EigenExa
Overview
EigenExa, a part of KMATHLIB, is a high performance eigen-solver.
EigenExaはポストペタスケール計算機から富岳に至るまでのスーパーコンピューティング環境上で高性能・スケーラブルな大規模固有値計算を実現するため、理化学研究所計算科学研究センターにおいて開発された。FS2020開発プロジェクトにおいて、幾つかの重点課題アプリケーションと協力研究を進めている。現在「富岳」ならびに国内のスパコンでの高速計算を指向したバージョン2.5以降の公開準備を進めている。
Downloads
- EigenExa version 2.12 (tar.gz, 2376KB) (October 25, 2022)
- EigenExa version 2.11 (tar.gz, 2375KB) (December 1, 2021)
- [Upgrade] Experimental support for Hermite solver, namely, eigen_h.
- [Serious] Fix the numerical error happened to be included in v2.10, where the tall-skinny QR coded in eigen_prd_t4x.F of eigen_sx was too sensitive to treat tiny values and forced-double truncation.
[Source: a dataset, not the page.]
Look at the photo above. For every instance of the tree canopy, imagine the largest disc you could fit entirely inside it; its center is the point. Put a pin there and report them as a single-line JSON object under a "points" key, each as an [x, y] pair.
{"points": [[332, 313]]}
But, it might depend on the compiler version and the code generator.
- Modify pointer attribution to 'allocatable' to avoid automatic deallocation on the exit of callee routines.
- Some code modifications are applied to pass strong debugging tools with respect to Fortran 95 and some of Fortran 2003 extensions.
- Fix some bugs, for exmaple, missing private attribution to some variables for OpenMP
- EigenExa version 2.10 (tar.gz, 2307KB) (October 17, 2021)
- [Serious] Bug fix for violation of the result of allreduce in DC. It happened very rarely when data to be transferred was shorter than the number of processes participating.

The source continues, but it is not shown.